Tips To Prevent Jet Lag

We’re completely obsessed with traveling, but jet lag can really take away from an awesome trip. That’s why we’ve compiled a list of natural jet lag prevention tips, so you can enjoy vacay, without feeling tired or rundown as soon as you arrive. Bon voyage!

Stay hydrated

This may sound obvious, but make sure to drink water before, during, and after your flight. According to Mayo Clinic, a sure-fire way to avoid jet lag is to stay hydrated. The aircraft cabin in most commercial airplanes tends to be super dry, and dehydration can seriously exacerbate jet lag symptoms. Keep your skin hydrated, too, by staying moisturized during your flight.

Exercise in the sunshine

Allianz Travel claims that taking in sunshine and getting your steps in can both combat jet lag — so why not make it a point to squeeze in some aprés-flight exercise in the great outdoors? Sunlight helps with jet lag because it helps you adjust your circadian rhythms, and so does exercise. So if you have some time to simply go for a jog, walk, or bike ride once you land, you’ll be golden.

Adapt to the local time zone

Although it may be tempting to take an immediate nap, go to bed super early, or sleep in extra late the morning after you land, the best way to adjust to the local time zone is by literally forcing yourself to adapt to the local time zone. According to Sleep Foundation, you shouldn’t nap for longer than 30 minutes upon arrival, and you should probably plan to sleep and wake up at the time you normally would, locally. You’ll be happy later that you didn’t waste time snoozing.

You’ll also want to adjust your snacking schedule to the local time zone — although you may be craving a 3 p.m. feast, you’ll definitely want to wait until dinnertime, in order to truly adjust your body and mind.

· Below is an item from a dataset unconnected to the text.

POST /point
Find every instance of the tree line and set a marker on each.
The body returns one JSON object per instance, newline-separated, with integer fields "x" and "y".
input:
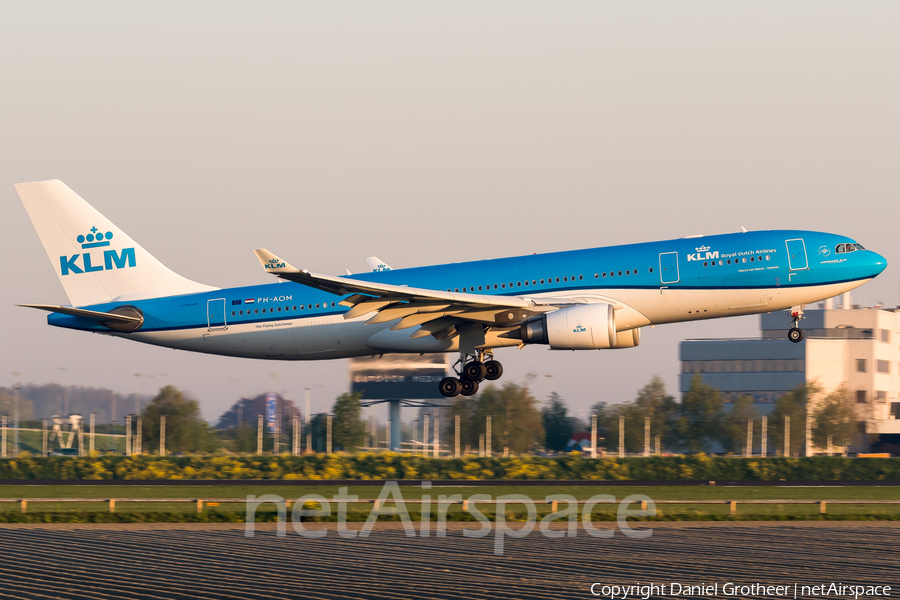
{"x": 702, "y": 422}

Forgo the in-flight alcohol and caffeine

Since staying hydrated is key, Harvard Health says you should probably forgo the coffee and alcohol before and during your air travel — again, you’ll be happy you stuck to water once you get there.

Take a probiotic

The bacteria in your gut can be seriously affected by jet lag, which is why Travel + Leisure recommends taking a supplement two weeks leading up to — and during — your trip. They help improve the immune system, and lower your risk of getting sick. If you’d prefer to avoid taking any supplements, try eating fermented foods — kimchi and tempeh are only a few of our faves.

Take in magnesium

While most think of feeling jet lag as feeling tired, The Urban List claims that many feel cramped — this is caused by poor circulation, dehydration, and a magnesium deficiency. They recommend taking Abundant Natural Health’s Magnesium Gel with cucumber juice — or you can go for something you already have on-hand, like almonds, seeds, or wheat germ. This should lessen cramping, minimize pain, and help with sleep. It’s certainly worth a shot, if that tends to be a symptom of jet lag for you.